I just think it's funny that you are the only one making such a big deal about this.

I think if it was that big of a deal CCL would've already done something & you would see more stores complaining about it.



I'm not sure if this will have much of an effect on many CCL stores or not, but often times people don't complain until after it does. We'll probably have a better idea about it this time next year when it's too late......


monidaw is not exactly wrong... he is right to be concerned! Is he being a bit 'Paul Revere' about it? Sure. Again, I do not think he is wrong.

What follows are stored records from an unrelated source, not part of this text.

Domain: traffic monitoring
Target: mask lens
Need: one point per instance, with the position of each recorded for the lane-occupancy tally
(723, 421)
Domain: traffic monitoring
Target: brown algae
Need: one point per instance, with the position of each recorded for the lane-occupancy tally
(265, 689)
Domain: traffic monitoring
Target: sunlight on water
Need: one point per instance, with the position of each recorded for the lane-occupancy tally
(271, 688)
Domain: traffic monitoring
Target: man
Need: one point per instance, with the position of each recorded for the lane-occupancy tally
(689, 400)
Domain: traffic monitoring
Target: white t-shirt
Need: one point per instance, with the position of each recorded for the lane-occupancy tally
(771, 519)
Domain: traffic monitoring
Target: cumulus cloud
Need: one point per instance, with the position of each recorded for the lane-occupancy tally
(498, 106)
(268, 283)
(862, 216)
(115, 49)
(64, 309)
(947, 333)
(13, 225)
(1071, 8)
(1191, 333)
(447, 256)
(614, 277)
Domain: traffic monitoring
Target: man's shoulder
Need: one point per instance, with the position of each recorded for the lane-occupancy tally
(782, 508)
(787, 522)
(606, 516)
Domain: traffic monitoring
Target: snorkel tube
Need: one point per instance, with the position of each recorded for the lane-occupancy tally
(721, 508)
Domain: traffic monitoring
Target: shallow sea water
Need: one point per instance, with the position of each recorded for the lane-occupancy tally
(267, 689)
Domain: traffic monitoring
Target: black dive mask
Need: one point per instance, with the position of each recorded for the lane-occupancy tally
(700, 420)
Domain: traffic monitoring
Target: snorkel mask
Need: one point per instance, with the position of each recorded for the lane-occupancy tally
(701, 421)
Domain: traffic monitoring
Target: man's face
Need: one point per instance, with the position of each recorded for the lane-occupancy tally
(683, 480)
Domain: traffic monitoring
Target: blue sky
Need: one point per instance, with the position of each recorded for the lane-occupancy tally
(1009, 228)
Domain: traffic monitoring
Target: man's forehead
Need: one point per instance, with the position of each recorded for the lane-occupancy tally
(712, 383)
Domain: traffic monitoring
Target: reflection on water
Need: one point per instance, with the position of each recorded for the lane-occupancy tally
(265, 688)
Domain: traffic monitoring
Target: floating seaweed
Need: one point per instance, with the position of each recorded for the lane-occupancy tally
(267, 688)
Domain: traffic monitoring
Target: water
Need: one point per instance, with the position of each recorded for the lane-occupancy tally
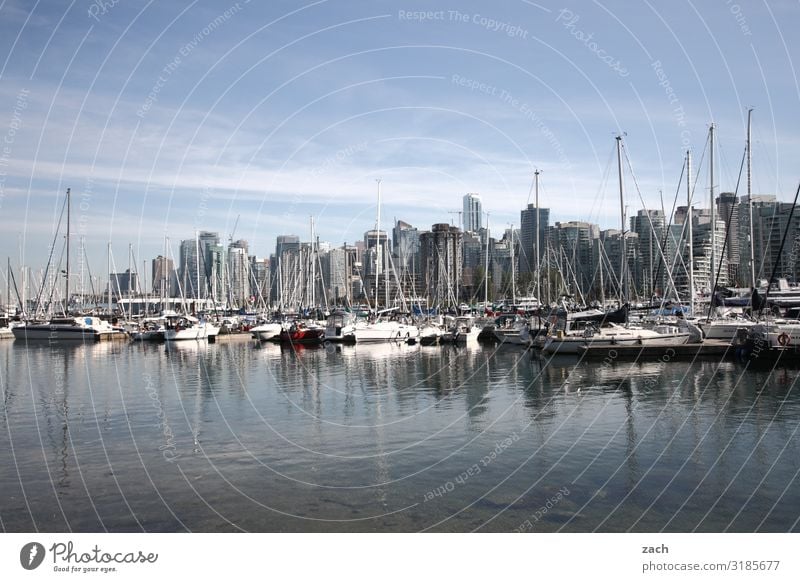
(237, 436)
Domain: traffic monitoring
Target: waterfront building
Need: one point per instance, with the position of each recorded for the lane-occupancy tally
(163, 277)
(473, 213)
(530, 221)
(770, 221)
(121, 284)
(238, 274)
(649, 275)
(728, 212)
(441, 260)
(259, 280)
(609, 250)
(575, 242)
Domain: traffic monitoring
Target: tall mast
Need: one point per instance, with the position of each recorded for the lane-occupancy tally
(108, 268)
(624, 259)
(713, 215)
(690, 240)
(750, 204)
(513, 271)
(377, 245)
(313, 266)
(66, 275)
(536, 240)
(486, 270)
(130, 274)
(197, 267)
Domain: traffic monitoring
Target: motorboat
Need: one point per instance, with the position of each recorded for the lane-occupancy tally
(188, 327)
(266, 331)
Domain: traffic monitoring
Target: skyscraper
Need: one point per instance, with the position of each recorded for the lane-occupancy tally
(441, 263)
(472, 213)
(529, 224)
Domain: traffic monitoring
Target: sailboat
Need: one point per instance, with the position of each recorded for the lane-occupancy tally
(66, 328)
(606, 332)
(383, 329)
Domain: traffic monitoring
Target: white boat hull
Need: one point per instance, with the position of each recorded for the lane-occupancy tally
(573, 344)
(267, 331)
(385, 332)
(84, 329)
(199, 331)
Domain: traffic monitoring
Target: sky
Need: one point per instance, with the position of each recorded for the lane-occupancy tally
(252, 118)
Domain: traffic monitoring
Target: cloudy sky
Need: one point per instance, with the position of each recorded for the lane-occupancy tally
(168, 117)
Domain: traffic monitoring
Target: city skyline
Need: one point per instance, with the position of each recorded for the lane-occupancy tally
(249, 120)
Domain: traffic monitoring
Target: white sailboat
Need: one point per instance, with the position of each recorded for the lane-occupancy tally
(187, 327)
(607, 333)
(66, 328)
(382, 329)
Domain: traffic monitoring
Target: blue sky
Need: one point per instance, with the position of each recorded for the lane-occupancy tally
(169, 117)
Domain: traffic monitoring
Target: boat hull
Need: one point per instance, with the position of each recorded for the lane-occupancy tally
(199, 331)
(386, 332)
(302, 336)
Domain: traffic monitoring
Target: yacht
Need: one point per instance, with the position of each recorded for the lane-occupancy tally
(266, 331)
(340, 327)
(465, 331)
(384, 331)
(612, 334)
(66, 329)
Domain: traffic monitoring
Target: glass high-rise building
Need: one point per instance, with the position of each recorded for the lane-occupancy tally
(472, 213)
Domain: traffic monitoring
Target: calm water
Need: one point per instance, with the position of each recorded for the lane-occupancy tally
(238, 436)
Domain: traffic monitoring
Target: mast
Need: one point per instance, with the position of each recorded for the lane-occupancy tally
(108, 268)
(377, 245)
(713, 215)
(750, 203)
(130, 274)
(66, 275)
(690, 240)
(313, 265)
(486, 270)
(624, 259)
(513, 270)
(536, 240)
(197, 267)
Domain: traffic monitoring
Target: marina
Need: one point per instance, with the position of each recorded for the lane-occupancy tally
(244, 435)
(357, 267)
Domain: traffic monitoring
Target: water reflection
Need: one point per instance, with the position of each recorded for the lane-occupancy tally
(133, 435)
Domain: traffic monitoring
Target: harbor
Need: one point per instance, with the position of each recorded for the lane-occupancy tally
(355, 267)
(247, 435)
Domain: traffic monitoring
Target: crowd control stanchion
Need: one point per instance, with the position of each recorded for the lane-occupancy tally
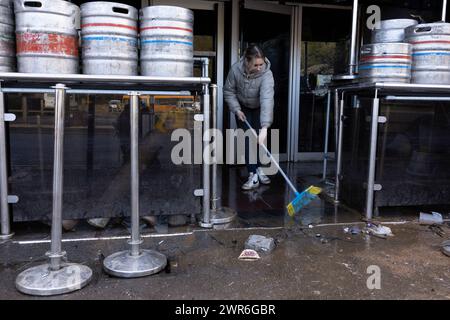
(218, 215)
(135, 262)
(57, 276)
(4, 206)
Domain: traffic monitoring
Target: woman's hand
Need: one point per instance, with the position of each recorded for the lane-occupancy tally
(262, 135)
(241, 116)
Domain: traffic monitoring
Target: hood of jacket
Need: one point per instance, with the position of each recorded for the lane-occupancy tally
(242, 69)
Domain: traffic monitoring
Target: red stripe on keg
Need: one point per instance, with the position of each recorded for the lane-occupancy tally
(384, 57)
(109, 25)
(431, 41)
(47, 43)
(171, 28)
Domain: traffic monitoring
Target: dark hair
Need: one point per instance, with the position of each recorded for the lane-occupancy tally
(253, 51)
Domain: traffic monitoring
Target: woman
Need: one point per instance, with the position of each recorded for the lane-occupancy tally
(249, 92)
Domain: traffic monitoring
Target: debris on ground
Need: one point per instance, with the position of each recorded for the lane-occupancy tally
(352, 230)
(437, 230)
(260, 244)
(99, 223)
(433, 218)
(249, 255)
(445, 248)
(69, 225)
(378, 230)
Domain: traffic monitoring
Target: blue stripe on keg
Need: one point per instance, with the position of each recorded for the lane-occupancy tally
(431, 54)
(110, 39)
(383, 67)
(167, 41)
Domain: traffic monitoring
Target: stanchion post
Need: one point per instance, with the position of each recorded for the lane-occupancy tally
(57, 276)
(135, 262)
(4, 206)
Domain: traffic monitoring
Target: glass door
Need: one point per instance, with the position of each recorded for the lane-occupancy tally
(324, 52)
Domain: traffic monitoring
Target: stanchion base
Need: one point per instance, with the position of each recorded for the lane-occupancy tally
(6, 236)
(124, 265)
(223, 215)
(41, 281)
(205, 225)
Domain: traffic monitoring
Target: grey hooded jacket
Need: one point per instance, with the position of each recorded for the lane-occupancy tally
(251, 91)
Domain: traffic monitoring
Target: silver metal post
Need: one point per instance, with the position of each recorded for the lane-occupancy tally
(339, 150)
(206, 223)
(444, 10)
(214, 195)
(134, 137)
(135, 262)
(218, 215)
(55, 253)
(352, 61)
(327, 133)
(372, 157)
(4, 206)
(55, 277)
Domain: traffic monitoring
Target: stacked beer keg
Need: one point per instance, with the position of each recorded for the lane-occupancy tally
(47, 41)
(404, 51)
(431, 52)
(389, 57)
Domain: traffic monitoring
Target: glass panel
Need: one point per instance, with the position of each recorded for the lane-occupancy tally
(324, 53)
(97, 156)
(412, 154)
(271, 31)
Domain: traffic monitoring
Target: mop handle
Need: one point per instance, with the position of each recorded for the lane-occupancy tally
(273, 159)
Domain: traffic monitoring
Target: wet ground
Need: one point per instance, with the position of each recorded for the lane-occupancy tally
(314, 258)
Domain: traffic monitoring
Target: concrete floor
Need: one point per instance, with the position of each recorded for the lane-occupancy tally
(321, 262)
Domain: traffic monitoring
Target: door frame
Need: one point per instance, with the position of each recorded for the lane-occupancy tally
(294, 152)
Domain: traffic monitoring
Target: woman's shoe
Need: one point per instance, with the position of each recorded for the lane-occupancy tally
(262, 177)
(252, 182)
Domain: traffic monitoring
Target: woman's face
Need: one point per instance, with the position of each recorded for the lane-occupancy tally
(255, 65)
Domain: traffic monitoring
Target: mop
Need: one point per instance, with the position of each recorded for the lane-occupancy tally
(301, 199)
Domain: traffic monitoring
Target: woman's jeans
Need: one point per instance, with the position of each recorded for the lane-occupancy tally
(253, 117)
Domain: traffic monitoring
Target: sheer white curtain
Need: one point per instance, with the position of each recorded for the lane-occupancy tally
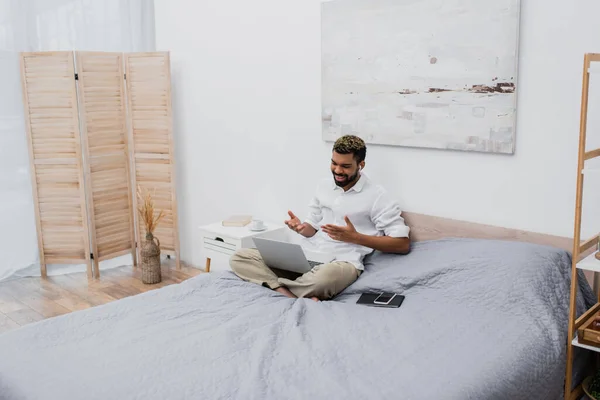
(45, 25)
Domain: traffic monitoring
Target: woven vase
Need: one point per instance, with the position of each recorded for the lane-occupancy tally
(150, 254)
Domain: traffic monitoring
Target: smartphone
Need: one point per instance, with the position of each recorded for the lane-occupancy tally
(384, 298)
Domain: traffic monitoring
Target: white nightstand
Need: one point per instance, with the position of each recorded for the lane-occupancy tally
(221, 242)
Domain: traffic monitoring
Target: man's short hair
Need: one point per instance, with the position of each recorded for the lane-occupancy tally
(350, 144)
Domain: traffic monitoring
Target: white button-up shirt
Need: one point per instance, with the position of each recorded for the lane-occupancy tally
(369, 207)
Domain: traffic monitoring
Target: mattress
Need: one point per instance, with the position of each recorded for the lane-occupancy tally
(481, 320)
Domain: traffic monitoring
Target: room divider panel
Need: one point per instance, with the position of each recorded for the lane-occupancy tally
(93, 139)
(52, 121)
(149, 95)
(104, 129)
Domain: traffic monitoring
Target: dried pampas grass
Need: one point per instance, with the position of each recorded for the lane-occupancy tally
(146, 210)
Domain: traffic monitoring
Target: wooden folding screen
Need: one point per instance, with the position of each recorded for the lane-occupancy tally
(149, 96)
(104, 129)
(92, 140)
(50, 103)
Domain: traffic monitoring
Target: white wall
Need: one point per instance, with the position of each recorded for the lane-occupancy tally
(246, 98)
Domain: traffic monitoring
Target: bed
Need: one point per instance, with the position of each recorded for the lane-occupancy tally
(482, 319)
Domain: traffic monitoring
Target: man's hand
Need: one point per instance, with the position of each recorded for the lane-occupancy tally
(384, 244)
(297, 226)
(346, 233)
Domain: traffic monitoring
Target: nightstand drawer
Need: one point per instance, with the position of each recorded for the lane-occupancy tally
(223, 245)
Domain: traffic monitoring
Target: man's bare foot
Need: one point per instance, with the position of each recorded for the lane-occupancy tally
(286, 292)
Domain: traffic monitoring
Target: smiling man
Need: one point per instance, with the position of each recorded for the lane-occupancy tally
(350, 217)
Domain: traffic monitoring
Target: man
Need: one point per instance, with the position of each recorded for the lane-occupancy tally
(349, 217)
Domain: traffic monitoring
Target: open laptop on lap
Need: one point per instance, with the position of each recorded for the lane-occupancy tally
(288, 256)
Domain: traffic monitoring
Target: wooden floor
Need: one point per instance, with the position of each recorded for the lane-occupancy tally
(26, 300)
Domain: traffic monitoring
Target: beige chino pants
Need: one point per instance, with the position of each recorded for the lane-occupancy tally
(323, 281)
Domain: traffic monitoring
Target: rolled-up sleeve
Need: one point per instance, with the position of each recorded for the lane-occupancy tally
(386, 215)
(315, 214)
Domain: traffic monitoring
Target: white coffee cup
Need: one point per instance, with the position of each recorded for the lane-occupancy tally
(257, 225)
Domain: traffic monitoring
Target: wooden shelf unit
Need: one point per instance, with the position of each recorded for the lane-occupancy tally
(581, 257)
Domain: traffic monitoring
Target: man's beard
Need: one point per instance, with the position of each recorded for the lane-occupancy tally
(347, 179)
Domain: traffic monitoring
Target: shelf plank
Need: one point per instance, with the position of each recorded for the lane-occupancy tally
(575, 342)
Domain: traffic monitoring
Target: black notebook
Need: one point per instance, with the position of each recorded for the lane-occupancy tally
(368, 299)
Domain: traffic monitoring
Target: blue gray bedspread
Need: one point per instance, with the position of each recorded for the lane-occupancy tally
(481, 320)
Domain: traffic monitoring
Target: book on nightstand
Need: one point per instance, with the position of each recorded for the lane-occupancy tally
(237, 220)
(374, 300)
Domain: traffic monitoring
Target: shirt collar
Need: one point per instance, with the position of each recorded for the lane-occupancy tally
(358, 186)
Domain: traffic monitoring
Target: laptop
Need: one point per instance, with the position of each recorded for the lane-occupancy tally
(288, 256)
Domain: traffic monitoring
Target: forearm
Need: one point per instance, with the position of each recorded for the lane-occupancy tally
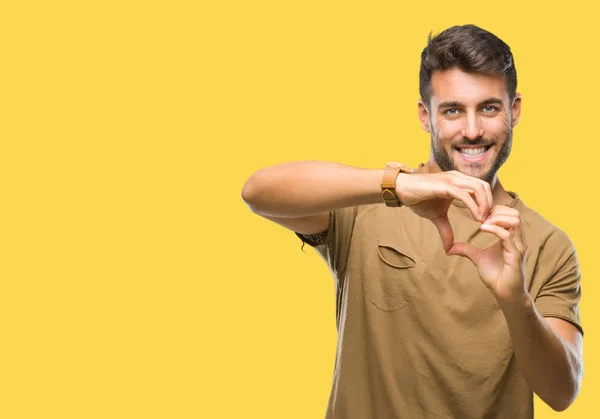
(299, 189)
(550, 365)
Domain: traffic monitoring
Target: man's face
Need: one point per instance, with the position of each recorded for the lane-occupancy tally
(470, 120)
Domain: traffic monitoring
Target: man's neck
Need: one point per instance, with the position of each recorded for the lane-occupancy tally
(499, 194)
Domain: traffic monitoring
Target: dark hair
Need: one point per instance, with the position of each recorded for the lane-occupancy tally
(470, 49)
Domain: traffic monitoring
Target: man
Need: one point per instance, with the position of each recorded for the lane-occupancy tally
(463, 327)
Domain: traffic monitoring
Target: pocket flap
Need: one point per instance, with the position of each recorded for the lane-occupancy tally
(395, 257)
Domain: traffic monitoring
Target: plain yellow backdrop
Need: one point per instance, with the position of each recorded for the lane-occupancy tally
(135, 283)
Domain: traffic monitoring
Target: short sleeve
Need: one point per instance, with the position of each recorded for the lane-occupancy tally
(560, 296)
(333, 244)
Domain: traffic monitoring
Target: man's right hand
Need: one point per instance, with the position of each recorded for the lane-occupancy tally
(429, 195)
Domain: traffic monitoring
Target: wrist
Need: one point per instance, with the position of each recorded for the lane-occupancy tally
(520, 300)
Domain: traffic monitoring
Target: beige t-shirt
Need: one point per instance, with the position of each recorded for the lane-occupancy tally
(419, 334)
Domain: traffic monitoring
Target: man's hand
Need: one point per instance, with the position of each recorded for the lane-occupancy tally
(430, 195)
(502, 265)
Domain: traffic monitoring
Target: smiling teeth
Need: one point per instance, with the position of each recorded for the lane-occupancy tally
(472, 152)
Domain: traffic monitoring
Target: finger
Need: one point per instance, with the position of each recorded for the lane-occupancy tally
(513, 224)
(464, 196)
(467, 250)
(505, 237)
(480, 188)
(445, 229)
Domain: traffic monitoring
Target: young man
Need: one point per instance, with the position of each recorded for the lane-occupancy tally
(463, 327)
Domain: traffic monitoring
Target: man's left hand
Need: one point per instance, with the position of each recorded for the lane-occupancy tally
(502, 265)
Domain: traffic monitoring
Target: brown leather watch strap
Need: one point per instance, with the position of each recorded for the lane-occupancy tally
(388, 183)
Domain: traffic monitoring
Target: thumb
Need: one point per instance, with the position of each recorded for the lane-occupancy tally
(466, 250)
(443, 225)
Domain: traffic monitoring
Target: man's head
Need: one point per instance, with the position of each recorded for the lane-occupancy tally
(468, 100)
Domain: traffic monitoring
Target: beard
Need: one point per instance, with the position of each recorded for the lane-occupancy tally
(444, 161)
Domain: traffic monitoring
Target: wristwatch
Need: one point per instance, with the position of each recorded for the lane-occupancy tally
(388, 183)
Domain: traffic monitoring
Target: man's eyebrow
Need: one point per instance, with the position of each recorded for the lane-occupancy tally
(492, 101)
(456, 104)
(450, 104)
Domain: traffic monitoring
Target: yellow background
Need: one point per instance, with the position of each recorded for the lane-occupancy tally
(135, 283)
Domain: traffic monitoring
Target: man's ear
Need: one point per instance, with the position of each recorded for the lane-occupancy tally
(424, 116)
(516, 110)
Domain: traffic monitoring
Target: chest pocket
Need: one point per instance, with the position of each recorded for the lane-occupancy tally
(393, 277)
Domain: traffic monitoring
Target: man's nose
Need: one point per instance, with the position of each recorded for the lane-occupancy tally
(472, 128)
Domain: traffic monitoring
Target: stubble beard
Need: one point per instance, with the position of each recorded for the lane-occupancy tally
(444, 161)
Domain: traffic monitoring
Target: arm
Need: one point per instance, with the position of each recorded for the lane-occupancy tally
(300, 189)
(299, 195)
(548, 352)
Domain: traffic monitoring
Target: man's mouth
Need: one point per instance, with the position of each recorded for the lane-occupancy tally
(473, 153)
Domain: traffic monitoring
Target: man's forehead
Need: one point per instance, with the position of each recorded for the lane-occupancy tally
(455, 85)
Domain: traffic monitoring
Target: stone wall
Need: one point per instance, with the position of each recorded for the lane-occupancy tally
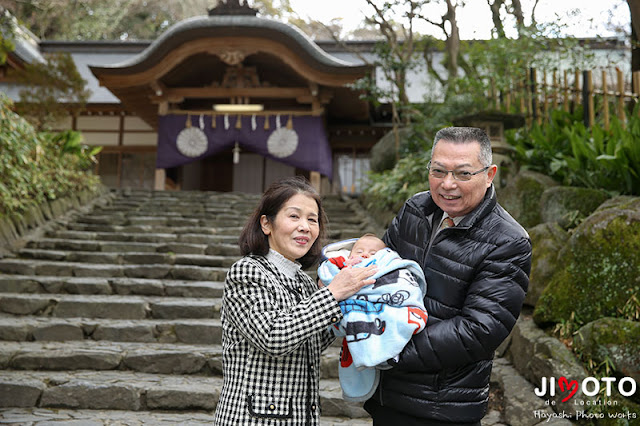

I PAY someone to do make that determination. My accountant is available to answer those questions for me, and how they apply to me.

My accountant does my taxes and makes suggestions on the best strategy to handle it. I am not the only small internet biz this firm has, so advice is plentiful.

If it turns out CCL is not compliant with what they need to do for us I have a Tax attorney I can pay if I need to.

Laws are laws, but some are unenforceable, which may happen here. I'm not going to spend TIME, the thing that costs the MOST to me, dealing with an issue in flux.

This is not a CRISIS, the 'sky is not going to fall' and we are all not going to be imprisoned for tax evasion.

Should CCL do something about it? Maybe they are. They are a 'MANAGE BY CRISIS' company, so if it is important to THEM, it will get addressed.

Things like a Dropdown box requires management, which requires $$$ and frankly, I personally don't need it.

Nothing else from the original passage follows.